Residence Life administrators opted for a mandatory meal plan because of research and conversations with students and parents, regarding students’ unhealthy eating habits. “What this information told us is that many students were struggling at SAIC because they were not eating well, were eating infrequently, and were eating food that was not going to keep them healthy,” explained Patrick Spence, Assistant Dean of Student Affairs. “As a result, we felt the meal plan needed to be part of the residence hall experience.”
In order to address concerns over the leftover balance, and because the new meal plan is in test mode, Residence Life has announced that for this year only, at the end of the spring semester, the money leftover in a student’s meal plan account will first go toward paying any outstanding balances he or she may have within their school account. Any money left over after that will then be refunded to the student.
“We never intended to have students with unused money,” said Spence. “More than half of the students had no money or just a little amount left over after the past fall semester. But for half of the students who did have money left, I definitely understand their concern.”
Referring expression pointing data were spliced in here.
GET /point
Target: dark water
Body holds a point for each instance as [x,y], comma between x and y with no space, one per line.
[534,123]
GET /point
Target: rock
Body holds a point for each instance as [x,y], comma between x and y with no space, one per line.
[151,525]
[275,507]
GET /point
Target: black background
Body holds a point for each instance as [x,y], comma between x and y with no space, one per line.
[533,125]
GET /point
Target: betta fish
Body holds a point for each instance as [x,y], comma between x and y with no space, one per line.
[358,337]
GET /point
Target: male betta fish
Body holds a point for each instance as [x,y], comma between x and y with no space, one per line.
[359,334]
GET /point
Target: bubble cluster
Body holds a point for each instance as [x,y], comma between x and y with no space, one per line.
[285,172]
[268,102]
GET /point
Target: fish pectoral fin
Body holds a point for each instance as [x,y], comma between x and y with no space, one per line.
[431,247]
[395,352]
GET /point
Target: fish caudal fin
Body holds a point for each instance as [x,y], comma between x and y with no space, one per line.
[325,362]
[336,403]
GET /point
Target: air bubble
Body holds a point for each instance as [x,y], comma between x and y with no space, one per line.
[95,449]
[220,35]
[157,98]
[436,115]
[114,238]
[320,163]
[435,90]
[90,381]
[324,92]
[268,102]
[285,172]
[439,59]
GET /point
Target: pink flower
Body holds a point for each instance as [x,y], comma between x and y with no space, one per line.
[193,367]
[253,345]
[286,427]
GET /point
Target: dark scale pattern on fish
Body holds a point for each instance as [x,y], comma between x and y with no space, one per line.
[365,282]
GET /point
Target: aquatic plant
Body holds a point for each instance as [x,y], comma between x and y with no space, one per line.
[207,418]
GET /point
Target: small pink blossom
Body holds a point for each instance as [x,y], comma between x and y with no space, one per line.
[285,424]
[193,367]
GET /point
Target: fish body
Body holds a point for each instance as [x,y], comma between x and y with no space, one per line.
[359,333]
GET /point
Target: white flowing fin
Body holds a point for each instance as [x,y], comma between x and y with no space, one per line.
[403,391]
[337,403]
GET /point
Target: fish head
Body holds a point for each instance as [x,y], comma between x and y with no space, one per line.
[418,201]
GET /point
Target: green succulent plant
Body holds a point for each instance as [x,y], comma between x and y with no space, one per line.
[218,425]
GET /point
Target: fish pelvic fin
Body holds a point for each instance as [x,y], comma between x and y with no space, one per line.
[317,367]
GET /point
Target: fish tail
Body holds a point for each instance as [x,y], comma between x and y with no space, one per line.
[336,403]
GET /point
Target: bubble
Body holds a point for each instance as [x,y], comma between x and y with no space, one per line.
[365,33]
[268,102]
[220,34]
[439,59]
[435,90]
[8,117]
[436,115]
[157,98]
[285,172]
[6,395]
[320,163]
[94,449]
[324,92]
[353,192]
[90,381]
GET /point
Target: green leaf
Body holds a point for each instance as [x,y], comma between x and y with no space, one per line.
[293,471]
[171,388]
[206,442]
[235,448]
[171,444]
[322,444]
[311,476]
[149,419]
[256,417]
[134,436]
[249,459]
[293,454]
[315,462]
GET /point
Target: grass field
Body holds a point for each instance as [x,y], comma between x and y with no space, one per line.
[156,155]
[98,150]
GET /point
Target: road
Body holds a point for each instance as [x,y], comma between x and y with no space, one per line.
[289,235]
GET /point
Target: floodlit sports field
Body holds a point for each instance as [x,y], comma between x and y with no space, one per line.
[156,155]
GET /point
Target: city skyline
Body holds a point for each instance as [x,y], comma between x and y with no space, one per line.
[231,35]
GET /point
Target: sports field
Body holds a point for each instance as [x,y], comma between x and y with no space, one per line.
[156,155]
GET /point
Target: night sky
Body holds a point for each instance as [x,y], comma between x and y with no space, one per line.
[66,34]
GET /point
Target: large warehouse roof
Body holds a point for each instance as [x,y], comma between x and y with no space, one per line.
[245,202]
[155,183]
Throughout the Fall semester and Winter interim, Residence Life also reached out to meet with students, like O’Conner and her roommate Christina Seo, in order to discuss ways to improve service at three of the dining halls. O’Conner and Seo have both lived in the residence halls for three and a half years and would never think to live anywhere else. They expressed their fondness for the “city campus,” especially because of the endless options for organic and vegetarian food surrounding the dorms. They and others involved brought up complaints about the lack of variety Food for Thought has provided, especially in vegan and vegetarian options.
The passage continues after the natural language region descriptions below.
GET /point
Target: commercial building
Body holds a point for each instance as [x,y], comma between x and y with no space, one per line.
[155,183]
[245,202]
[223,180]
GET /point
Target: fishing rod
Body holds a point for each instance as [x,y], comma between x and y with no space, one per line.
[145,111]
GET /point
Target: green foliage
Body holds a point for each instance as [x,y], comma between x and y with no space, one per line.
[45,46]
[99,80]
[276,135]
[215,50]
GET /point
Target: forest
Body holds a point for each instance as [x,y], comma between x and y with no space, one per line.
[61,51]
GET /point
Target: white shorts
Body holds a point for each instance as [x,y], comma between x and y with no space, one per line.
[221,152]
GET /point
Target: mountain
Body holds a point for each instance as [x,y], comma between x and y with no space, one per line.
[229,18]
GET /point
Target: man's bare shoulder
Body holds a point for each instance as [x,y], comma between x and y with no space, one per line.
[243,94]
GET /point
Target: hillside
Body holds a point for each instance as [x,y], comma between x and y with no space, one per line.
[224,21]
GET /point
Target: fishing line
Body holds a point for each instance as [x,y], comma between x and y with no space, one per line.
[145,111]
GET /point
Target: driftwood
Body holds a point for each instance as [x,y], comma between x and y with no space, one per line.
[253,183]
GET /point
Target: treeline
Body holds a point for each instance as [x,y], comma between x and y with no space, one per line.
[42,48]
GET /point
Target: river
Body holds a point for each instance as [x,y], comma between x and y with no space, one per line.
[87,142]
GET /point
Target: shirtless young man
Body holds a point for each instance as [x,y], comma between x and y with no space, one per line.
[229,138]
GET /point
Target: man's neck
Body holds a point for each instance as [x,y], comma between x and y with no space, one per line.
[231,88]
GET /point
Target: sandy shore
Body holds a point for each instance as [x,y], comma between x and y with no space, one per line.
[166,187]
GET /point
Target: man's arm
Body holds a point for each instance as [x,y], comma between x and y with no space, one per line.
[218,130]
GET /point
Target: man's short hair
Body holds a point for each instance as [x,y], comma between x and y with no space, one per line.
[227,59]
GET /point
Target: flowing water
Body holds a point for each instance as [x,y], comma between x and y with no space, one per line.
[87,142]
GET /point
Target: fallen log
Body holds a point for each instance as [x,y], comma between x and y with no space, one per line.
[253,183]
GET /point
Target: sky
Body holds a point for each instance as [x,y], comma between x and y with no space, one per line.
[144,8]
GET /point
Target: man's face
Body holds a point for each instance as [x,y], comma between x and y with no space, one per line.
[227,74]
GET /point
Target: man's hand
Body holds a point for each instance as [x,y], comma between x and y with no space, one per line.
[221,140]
“There aren’t very many healthy choices for vegetarians like myself,” said freshman Duangchai Swani. “Last semester I was eating here regularly, but I think $1,000 is way too much for one semester.”
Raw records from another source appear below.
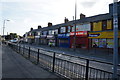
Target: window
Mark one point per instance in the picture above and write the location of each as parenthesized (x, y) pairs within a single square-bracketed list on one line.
[(44, 32), (97, 26), (50, 32)]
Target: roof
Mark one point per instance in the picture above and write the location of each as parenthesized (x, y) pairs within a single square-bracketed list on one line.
[(84, 20)]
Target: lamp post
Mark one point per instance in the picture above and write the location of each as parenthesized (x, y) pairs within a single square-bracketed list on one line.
[(74, 43), (4, 26), (115, 25)]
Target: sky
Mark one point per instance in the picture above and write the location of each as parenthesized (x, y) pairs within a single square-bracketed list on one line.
[(24, 14)]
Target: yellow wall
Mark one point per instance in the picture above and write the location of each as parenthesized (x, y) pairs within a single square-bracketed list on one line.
[(109, 24), (105, 34), (97, 26)]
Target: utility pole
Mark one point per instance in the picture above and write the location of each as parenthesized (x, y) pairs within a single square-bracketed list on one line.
[(115, 25)]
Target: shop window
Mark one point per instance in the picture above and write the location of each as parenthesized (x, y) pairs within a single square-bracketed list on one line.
[(109, 24), (119, 23), (119, 42), (110, 43), (102, 43), (104, 25), (97, 26), (62, 29), (94, 41), (45, 33), (69, 29), (56, 31), (53, 31)]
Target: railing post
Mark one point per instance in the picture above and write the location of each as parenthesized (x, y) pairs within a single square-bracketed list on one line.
[(38, 57), (29, 53), (87, 69), (53, 62)]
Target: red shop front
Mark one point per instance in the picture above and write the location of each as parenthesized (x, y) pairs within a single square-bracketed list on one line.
[(81, 39)]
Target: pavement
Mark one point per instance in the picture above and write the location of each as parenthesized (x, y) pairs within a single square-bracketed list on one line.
[(16, 66), (96, 54)]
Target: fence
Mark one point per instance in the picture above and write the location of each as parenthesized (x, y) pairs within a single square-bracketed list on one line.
[(66, 65)]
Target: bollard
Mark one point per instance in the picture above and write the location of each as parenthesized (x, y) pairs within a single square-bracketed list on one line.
[(53, 62), (87, 69), (19, 48), (38, 57)]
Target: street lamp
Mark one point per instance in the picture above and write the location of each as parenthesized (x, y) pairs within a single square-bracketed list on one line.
[(4, 26), (115, 25), (74, 43)]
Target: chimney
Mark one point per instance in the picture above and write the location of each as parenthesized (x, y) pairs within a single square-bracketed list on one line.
[(82, 16), (39, 26), (49, 24), (66, 20), (31, 29)]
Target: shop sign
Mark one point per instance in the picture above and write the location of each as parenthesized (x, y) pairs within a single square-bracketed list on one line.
[(50, 36), (63, 35), (79, 33), (37, 36), (94, 35), (43, 36), (30, 37)]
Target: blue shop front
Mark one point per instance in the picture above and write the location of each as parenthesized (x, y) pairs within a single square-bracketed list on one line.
[(64, 40)]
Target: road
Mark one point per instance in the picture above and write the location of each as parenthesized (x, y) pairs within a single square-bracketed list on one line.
[(16, 66), (63, 56)]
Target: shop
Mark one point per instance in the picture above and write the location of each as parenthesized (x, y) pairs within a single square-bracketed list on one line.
[(103, 39), (51, 39), (31, 39), (37, 40), (43, 40), (81, 40), (64, 40)]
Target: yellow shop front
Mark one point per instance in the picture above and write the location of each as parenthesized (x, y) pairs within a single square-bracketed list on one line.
[(103, 39)]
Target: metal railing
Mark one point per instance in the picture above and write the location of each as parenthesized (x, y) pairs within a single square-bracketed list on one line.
[(67, 65)]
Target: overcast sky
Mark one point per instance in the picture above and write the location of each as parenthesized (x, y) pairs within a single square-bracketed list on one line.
[(24, 14)]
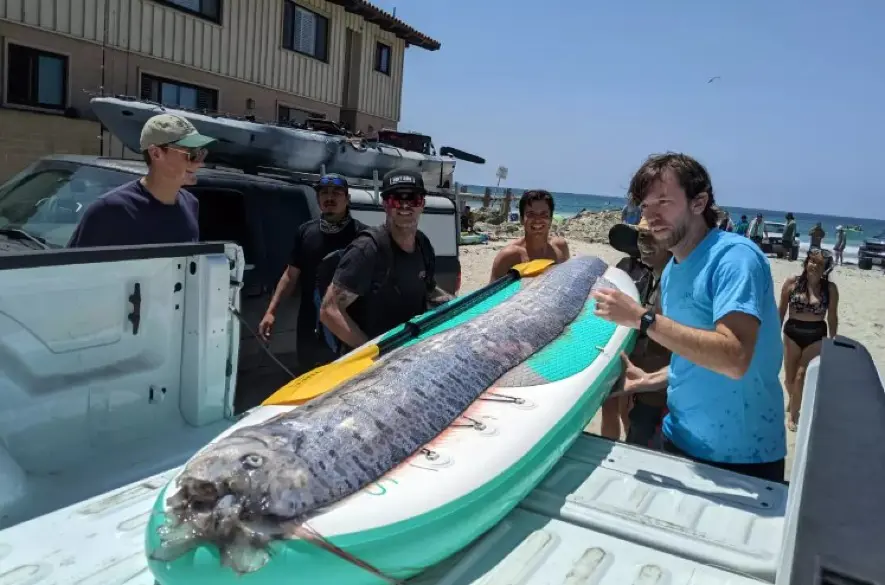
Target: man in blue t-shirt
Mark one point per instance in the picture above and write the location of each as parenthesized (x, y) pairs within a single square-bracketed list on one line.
[(719, 319), (153, 209)]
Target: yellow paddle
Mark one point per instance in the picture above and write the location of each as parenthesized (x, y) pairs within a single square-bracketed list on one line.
[(325, 378)]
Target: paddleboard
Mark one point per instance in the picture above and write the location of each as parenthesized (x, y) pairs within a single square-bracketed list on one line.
[(460, 484)]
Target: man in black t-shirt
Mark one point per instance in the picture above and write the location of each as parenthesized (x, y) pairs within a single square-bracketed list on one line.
[(315, 239), (386, 275), (153, 209)]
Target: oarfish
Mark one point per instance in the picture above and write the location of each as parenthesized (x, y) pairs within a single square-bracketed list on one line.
[(241, 491)]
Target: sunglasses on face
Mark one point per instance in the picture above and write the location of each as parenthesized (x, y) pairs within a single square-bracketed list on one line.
[(193, 154), (404, 199), (332, 182)]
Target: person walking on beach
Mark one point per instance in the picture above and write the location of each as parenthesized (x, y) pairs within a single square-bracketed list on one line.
[(155, 209), (789, 243), (817, 235), (756, 229), (536, 214), (812, 303), (313, 242), (839, 248), (720, 320), (386, 275), (742, 225)]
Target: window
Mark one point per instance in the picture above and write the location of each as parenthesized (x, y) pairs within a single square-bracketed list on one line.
[(176, 94), (36, 78), (209, 9), (48, 202), (382, 58), (296, 115), (305, 31)]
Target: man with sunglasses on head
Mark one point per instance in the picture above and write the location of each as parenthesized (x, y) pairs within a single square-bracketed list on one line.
[(386, 275), (154, 209), (314, 242)]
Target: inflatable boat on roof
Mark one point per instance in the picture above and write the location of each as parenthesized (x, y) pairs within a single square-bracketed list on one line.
[(312, 147)]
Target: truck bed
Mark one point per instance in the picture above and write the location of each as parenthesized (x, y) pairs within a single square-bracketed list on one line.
[(608, 513)]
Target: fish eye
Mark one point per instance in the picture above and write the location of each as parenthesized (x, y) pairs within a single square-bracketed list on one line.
[(253, 461)]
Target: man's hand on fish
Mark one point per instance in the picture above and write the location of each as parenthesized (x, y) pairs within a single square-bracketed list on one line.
[(619, 307)]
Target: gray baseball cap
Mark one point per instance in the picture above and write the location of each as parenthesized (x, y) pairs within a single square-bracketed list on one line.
[(166, 129)]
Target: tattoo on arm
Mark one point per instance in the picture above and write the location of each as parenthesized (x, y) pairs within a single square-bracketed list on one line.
[(438, 296)]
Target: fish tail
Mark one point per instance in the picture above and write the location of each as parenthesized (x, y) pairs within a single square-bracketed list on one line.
[(314, 537)]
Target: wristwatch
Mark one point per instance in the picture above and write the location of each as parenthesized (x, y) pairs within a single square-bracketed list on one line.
[(646, 321)]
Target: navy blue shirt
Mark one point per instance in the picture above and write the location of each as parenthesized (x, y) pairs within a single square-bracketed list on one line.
[(130, 216)]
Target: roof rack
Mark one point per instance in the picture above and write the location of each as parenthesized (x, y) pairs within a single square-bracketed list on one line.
[(311, 179)]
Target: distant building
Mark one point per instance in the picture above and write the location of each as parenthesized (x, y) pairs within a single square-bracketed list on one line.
[(274, 59)]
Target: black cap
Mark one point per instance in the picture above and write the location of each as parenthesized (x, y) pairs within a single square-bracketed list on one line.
[(402, 179), (625, 239), (332, 180)]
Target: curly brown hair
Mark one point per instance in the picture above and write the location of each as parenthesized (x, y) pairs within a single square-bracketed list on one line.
[(692, 176)]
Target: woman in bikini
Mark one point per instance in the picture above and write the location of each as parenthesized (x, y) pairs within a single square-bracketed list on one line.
[(812, 302)]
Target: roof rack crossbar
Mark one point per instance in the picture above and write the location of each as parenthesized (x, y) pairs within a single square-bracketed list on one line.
[(372, 185)]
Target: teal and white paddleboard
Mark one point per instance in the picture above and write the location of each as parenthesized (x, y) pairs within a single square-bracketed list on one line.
[(460, 485)]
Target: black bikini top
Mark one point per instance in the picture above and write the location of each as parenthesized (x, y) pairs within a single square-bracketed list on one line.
[(799, 298)]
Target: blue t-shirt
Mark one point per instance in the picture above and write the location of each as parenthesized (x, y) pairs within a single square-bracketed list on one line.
[(713, 417), (130, 216)]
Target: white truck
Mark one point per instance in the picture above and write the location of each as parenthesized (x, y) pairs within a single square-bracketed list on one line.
[(119, 363)]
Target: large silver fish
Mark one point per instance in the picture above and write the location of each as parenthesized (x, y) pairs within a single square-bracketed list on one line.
[(241, 492)]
In order to figure out a budget, SAIC partnered with Food for Thought and mapped out a plan based on average weekly costs of meals and studies of how other art schools around the country were implementing a meal plan.
“Starting this spring, we will be providing more variety. Students in the past have had trouble figuring out what their options are,” Spence said. “There will be signs clarifying new gluten-free, organic, vegetarian and vegan options available that day.”
Other than more robust diet variations, more additions to the Neiman Center’s menu include sushi options to be available not only on Mondays, but Tuesday and Thursday as well, and a vegan California roll option will be included. Rice will be available daily, and new seasonal menu items will be added to the Stack and Flame section of the café.
The Columbus café will also be changing their menu. Items previously offered at Sonny’s café before it was replaced by Food for Thought — pork lo mein and thai red curry — will be brought back and be available throughout the week. Pad Thai will also be added to the menu.
Spence also added that beginning the first week of February, a Fresh Bar will be offered at the dining halls. It will include yogurt, granola and fruit in addition to a range of fresh and prepared salads available during lunch and dinner. The heating trays where fries, pizza and prepared hamburgers were being kept in the Neiman Center cafe will be moved towards the back, allowing for the new and healthier options to be highlighted and made more readily available.
“Just as we have an exercise facility in the residence hall and Resident Advisors who plan programs for the community and do rounds of the building to ensure safety,” said Spence, “we view this meal plan as part of the residence hall experience.”